Cette recommandation ne s’adressait, cela va sans dire, ni aux maîtres faisant partie d’une congrégation, ni à ceux qui tenaient des écoles fondées par des particuliers — et le nombre des uns comme des autres était considérable. Dans ces écoles, il n’était perçu aucune rétribution sur les enfans. Ç’avait même été longtemps pour les congrégations enseignantes et notamment pour les frères de la doctrine chrétienne une source de difficultés et de procès avec les grammairiens et les maîtres écrivains. À Rennes, le parlement avait été sur le point de les expulser ; à Chartres, ils n’avaient été reçus que grâce à l’intervention du duc d’Orléans ; à Paris, les grammairiens prétendaient exercer sur leurs établissemens un droit de contrôle et de visite et les accusaient de concurrence déloyale. Mais tous ces obstacles n’arrêtèrent pas les progrès de l’institut du vénérable Jean-Baptiste de La Salle. Déjà, de son vivant, cet éminent pédagogue avait eu la satisfaction de voir son ordre appelé dans plusieurs grands centres comme Rouen. En 1789, la majeure partie des écoles publiques dans les villes étaient tenues par des ignorantins[1], comme on les appelait déjà.

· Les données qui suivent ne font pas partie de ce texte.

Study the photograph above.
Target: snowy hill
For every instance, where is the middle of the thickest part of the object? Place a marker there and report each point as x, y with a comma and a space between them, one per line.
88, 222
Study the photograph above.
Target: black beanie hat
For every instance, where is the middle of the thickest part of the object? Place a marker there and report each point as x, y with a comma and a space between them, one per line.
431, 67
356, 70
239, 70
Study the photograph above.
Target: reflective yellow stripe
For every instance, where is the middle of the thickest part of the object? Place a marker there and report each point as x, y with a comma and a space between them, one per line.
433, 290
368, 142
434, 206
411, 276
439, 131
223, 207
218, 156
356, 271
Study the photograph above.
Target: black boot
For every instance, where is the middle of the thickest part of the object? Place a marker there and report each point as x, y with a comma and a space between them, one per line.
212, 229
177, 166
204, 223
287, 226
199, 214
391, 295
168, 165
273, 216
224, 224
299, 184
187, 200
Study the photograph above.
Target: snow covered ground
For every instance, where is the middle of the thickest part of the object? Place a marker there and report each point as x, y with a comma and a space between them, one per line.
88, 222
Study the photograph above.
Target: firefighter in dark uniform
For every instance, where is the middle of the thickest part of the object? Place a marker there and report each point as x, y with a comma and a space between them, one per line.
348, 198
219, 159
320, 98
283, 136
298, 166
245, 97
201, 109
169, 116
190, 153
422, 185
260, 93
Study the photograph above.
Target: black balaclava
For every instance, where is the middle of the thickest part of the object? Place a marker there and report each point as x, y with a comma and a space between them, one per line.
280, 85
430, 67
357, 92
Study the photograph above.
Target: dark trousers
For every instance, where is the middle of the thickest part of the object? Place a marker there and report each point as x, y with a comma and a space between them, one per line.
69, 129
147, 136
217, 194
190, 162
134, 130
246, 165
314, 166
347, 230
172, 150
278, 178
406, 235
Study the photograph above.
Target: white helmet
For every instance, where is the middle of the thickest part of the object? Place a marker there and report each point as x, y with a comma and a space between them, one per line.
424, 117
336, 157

Voilà pour le nombre et la gratuité des écoles ; quant aux résultats qu’elles donnaient, on a pu, dans plusieurs départemens, en relever quelques-uns. D’après M. Babeau, dans l’Aube, la moyenne des habitans, hommes et femmes, sachant lire et écrire était vers 1780 d’environ 47 pour 100. Dans le Nord[2], de 1750 à 1790 le nombre des conjoints et des conjointes ayant pu signer leur acte de mariage s’élève : pour les premiers à 53.97 pour 100, pour les secondes à 36.29 pour 100. D’après M. Fayet, — nous ne citons ici

  1. C’est à ce point que le président Rolland, que La Chalotais lui-même dont a si souvent de nos jours vanté le libéralisme, n’eussent pas été très éloignés de les expulser. « Il ne faut pas confondre, écrivait Rolland, des congrégations respectables avec un nouvel ordre fondé par le sieur de La Salle. Cette congrégation n’est pas autorisée par lettres patentes dans le ressort de la cour et mérite la plus grande attention. » Quant à La Chatotais, voici dans quels termes il s’exprimait aux applaudissemens de Voltaire : « Les frères de la doctrine chrétienne qu’on appelle ignorantins sont survenus pour achever de tout perdre. Ils apprennent à lire et à écrire à des gens qui n’eussent dû apprendre qu’à dessiner et à manier le rabot. Le bien de la société demande que les connaissances du peuple ne s’étendent pas plus loin que ses occupations. Tout homme qui voit au-delà de son triste métier ne s’en acquittera jamais avec courage et patience. Parmi les gens du peuple, il n’est presque nécessaire de savoir lire et écrire qu’à ceux qui vivent par ces arts ou que ces arts font vivre. »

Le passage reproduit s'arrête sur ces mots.